As we’ll see, in order to talk to pigpiod there was a little bit of learning and a little bit of frustration.

Learning

From the documentation it’s not always super clear what to send. For example, to start a new wave, the C function is gpioWaveAddNew (documentation) and you need to find in the list of codes that it is command WVNEW ie 53.

Once that was clear, sending commands was easy

func fillCommand(cmd []byte, b1, b2, b3, b4 uint32) {
	if cap(cmd) < 4 {
		log.Fatal("not enoug space")
	}
	binary.LittleEndian.PutUint32(cmd, b1)
	binary.LittleEndian.PutUint32(cmd[4:], b2)
	binary.LittleEndian.PutUint32(cmd[8:], b3)
	binary.LittleEndian.PutUint32(cmd[12:], b4)
}

func sendSimpleCommand(conn net.Conn, b1, b2, b3, b4 uint32) (uint32, error) {
	cmd := make([]byte, 4*4)
	fillCommand(cmd, b1, b2, b3, b4)
	return sendCommand(conn, cmd)
}

Frustration

At the pigpio dameon

There were a few shortcomings in the documentation.

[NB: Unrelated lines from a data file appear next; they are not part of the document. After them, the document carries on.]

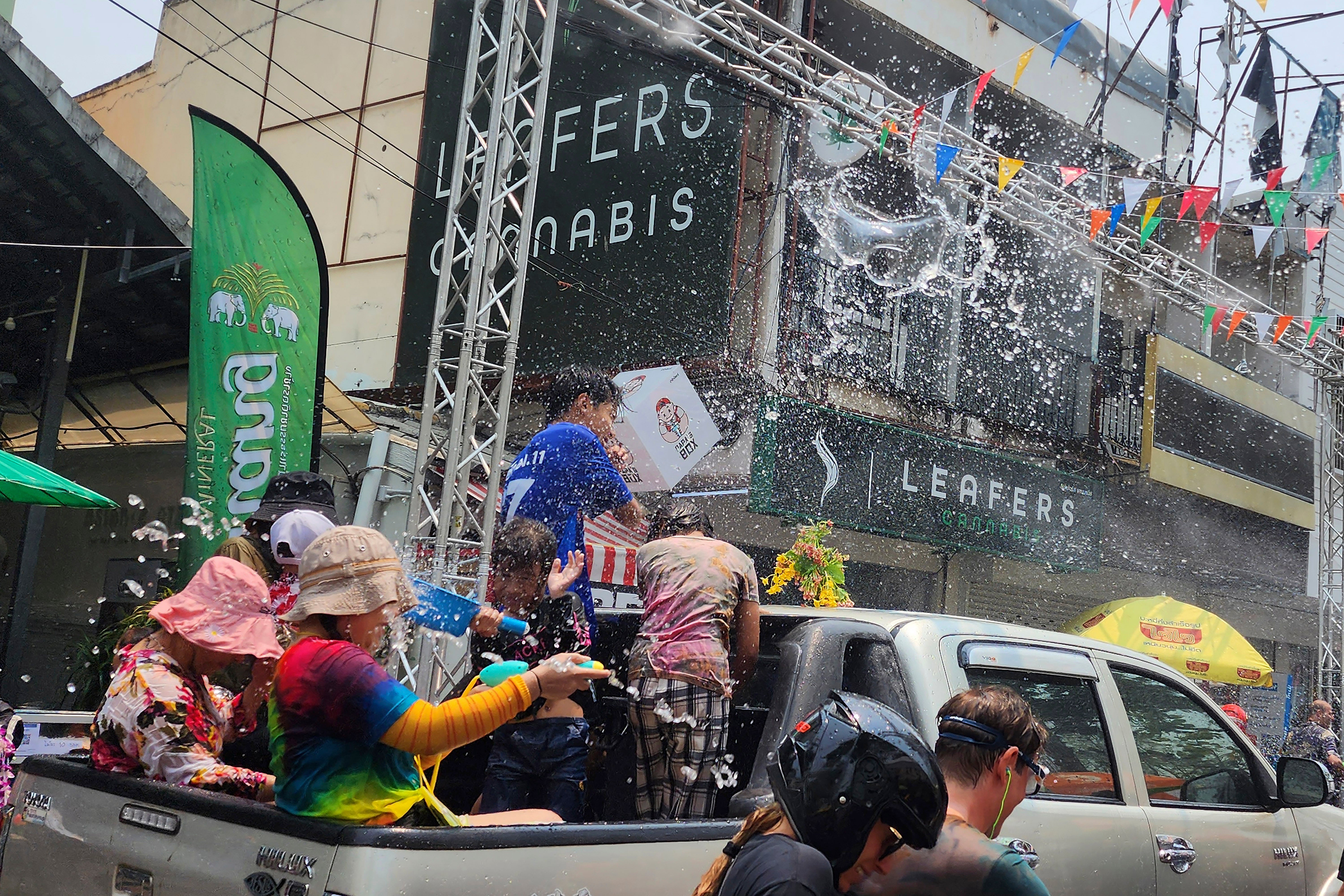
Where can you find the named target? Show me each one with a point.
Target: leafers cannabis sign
(814, 463)
(259, 328)
(635, 207)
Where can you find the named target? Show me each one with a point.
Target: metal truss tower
(491, 207)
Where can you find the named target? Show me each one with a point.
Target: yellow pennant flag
(1007, 170)
(1151, 209)
(1022, 65)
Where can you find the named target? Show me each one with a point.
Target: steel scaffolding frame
(494, 170)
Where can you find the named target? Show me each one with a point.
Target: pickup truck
(1152, 793)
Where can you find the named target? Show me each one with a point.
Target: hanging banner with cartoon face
(665, 425)
(259, 332)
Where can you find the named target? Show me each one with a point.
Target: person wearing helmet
(853, 785)
(989, 749)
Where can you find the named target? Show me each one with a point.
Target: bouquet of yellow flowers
(818, 570)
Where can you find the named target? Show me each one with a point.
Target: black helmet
(851, 764)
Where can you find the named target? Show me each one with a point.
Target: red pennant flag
(980, 89)
(1206, 233)
(1284, 320)
(1100, 217)
(1069, 175)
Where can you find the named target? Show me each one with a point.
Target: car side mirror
(1303, 782)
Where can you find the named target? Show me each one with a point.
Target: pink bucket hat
(224, 608)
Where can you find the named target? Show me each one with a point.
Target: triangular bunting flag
(980, 89)
(1022, 66)
(1150, 226)
(1284, 320)
(1319, 167)
(943, 156)
(1206, 233)
(1151, 209)
(1134, 189)
(1263, 324)
(1069, 175)
(1314, 330)
(1261, 234)
(1065, 37)
(1277, 201)
(1007, 170)
(1099, 219)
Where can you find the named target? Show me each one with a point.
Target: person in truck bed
(349, 742)
(161, 717)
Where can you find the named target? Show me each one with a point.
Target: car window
(1187, 754)
(1077, 752)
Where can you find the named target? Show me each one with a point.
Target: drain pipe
(373, 479)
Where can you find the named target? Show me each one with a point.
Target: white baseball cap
(294, 533)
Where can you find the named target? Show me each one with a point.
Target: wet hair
(523, 543)
(998, 707)
(575, 381)
(757, 823)
(677, 518)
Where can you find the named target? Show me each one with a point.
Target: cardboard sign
(665, 425)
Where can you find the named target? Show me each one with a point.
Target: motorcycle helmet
(849, 765)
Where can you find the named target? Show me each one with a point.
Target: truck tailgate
(81, 832)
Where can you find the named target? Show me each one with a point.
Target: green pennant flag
(1209, 316)
(259, 332)
(1277, 201)
(1148, 232)
(1319, 167)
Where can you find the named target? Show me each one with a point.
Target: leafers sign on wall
(815, 463)
(635, 206)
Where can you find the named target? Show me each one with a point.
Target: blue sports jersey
(562, 475)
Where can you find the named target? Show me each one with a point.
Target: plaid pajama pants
(681, 734)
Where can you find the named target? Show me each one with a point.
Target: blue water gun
(442, 610)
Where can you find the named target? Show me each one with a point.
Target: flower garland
(818, 569)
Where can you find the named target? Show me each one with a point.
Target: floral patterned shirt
(169, 725)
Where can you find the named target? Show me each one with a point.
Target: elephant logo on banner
(243, 291)
(280, 319)
(225, 305)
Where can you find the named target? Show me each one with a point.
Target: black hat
(296, 491)
(851, 764)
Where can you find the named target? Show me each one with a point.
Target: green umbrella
(26, 483)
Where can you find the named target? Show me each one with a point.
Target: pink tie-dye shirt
(691, 588)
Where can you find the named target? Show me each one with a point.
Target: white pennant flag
(1261, 234)
(1135, 189)
(1263, 324)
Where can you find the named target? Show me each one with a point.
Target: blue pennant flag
(1116, 211)
(943, 156)
(1064, 41)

The first one was around then endianness of the uint32 fields, or even how to properly send a structure through a TCP connection. I assumed just put one uint32 after another, that was right.

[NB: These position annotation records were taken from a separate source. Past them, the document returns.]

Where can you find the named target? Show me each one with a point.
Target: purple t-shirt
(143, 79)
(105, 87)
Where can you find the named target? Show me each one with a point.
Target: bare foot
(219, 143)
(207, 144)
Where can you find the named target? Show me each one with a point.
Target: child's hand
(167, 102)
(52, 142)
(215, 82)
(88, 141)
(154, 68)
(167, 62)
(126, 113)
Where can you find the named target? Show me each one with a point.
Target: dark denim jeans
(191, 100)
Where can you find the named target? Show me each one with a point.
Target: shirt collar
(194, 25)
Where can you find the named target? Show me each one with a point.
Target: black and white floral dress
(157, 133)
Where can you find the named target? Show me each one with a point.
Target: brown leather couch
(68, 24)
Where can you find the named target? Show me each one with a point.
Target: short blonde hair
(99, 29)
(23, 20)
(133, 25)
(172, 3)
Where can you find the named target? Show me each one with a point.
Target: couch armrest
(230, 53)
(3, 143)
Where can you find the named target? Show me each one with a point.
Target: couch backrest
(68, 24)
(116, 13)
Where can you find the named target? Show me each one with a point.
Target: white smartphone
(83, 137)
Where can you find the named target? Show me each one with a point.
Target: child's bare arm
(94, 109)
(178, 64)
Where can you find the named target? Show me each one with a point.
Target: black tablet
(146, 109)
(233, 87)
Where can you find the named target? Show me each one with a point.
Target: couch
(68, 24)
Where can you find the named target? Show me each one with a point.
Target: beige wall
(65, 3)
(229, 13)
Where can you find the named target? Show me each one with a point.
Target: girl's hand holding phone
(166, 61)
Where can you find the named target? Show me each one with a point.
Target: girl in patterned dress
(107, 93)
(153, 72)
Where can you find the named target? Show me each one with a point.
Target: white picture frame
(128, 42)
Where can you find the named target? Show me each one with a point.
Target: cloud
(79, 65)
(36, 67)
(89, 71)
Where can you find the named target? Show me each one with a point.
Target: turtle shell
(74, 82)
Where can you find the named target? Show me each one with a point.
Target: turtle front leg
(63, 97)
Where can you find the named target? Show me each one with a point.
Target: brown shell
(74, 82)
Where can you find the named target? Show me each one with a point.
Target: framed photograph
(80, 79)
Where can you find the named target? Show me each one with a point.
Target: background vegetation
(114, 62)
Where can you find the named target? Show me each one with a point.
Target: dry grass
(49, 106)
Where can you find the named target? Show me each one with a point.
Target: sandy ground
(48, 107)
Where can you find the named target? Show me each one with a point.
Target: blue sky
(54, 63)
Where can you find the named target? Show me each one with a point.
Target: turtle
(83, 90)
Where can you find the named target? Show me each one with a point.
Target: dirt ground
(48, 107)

I had assumed bigendian, and that was wrong (I modified the snippet above after I figured that out)

At myself

So after a bit of work, I think I have it. I look at piscope and the timings are right. Hurray!.

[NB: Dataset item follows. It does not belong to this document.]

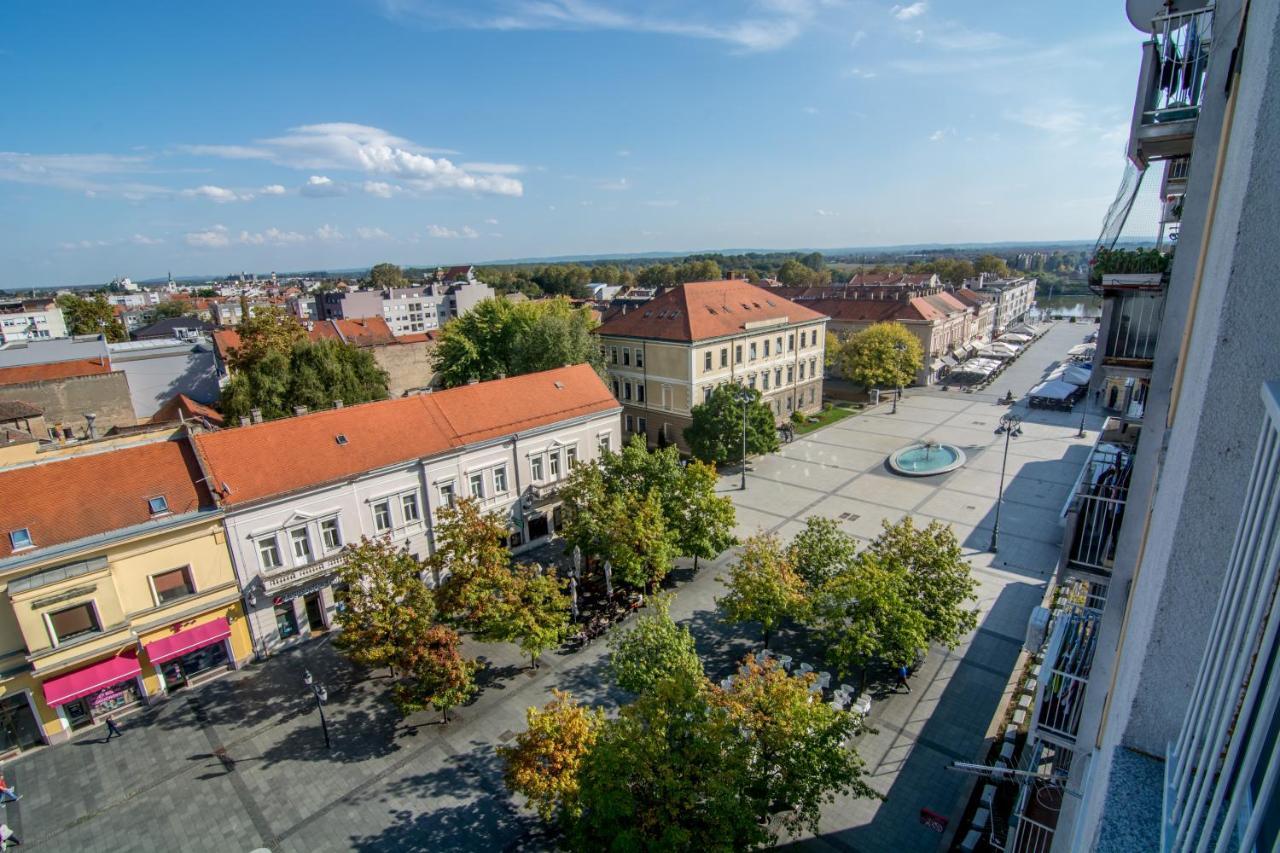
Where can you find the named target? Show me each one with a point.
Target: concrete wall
(67, 400)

And so I point the LED at the A/C unit and ….. nada. Over and over and over.

At that point, I was ready to give it up. Until my brother sent me a link to this video (in French Québécois), where the creator explains a specific IR protocol … and highlights something obvious that I should totally have remembered: the signal has to be modulated !!!

What even more frustraing is that zooming in on the piscope window, I had seen it!

Piscope showing the modulation

I just had totally forgotten 😡😡😡

At PWM

PWM should have been a way to modulate. I just could never figure it out. I don’t remember fully what I tried, but it didn’t work.

At this point, I had done everything very manually, I might as well “modulate” manually! Instead of sending X ms of “high” signal, I would just “cut” it, ie. alternate high an low state.

Here’s how it works. Some functions to get from bytes to the “high” and “low” state durations.

// Directly from the gpiod commands
type gpioConf struct {
	on      uint32
	off     uint32
	delayUs uint32
}

type byteStream []uint8 // The bytes to send to the A/C unit
type pulseStream []uint32 // Alternating time up time down
type modPulseStream []gpioConf // The result: a list of gpio commands


// Transforms a series of bytes into a pulseStream
// Effectively how 0x11 becomes 	430 1320 430 430 430 430 430 430 etc.
func (s byteStream) pulses() pulseStream {
	var pulses = make(pulseStream, 2*8*len(s))
	for i, b := range s {
		for bit := 0; bit < 8; bit++ {
			pulses[16*i+2*bit] = pulseHigh
			// Right to left encoding.
			if (b >> bit & 0x1) == 0 {
				pulses[16*i+2*bit+1] = pulseLowZero
			} else {
				pulses[16*i+2*bit+1] = pulseLowOne
			}
		}
	}
	return pulses
}

And how to modulate it. pulseTimeMicro is initialized based on a 38kHz frequency. And you need to divide by 2 because I need 2 states per cycle.

var (
	freq           = 38000
	pulseTimeMicro = uint32(1000 * 1000 / freq / 2)
)

func (p pulseStream) modulate() modPulseStream {
	var ms modPulseStream
	for i, dur := range p {
		// even number is high -> have to modulate
		if i%2 == 0 {
			nbPulse := 1 + (dur-1)/pulseTimeMicro
			remainingDur := dur
			for j := uint32(0); j < nbPulse; j++ {
				actualDur := pulseTimeMicro
				if actualDur > remainingDur {
					actualDur = remainingDur
				}
				remainingDur -= actualDur
				if j%2 == 0 {
					ms = append(ms, gpioConf{
						on:      1 << gpio,
						off:     0,
						delayUs: actualDur,
					})
				} else {
					ms = append(ms, gpioConf{
						on:      0,
						off:     1 << gpio,
						delayUs: actualDur,
					})
				}
			}
		} else {
			ms = append(ms, gpioConf{
				on:      0,
				off:     1 << gpio,
				delayUs: dur,
			})
		}
	}
	return ms
}

At the dameon again

Turns out there’s a maximum command length you can send over the socket! It might be documented somewhere, but I didn’t find it.

Luckily there’s a command called WVAG which corresponds to gpioWaveAddGeneric, and by trying values, I found that the maximum message size seemed to be aroudn 65000 bytes, I’m ready to bet it’s actually around 65535…

At that point, I had probably gone as far as I would ever be ready to go.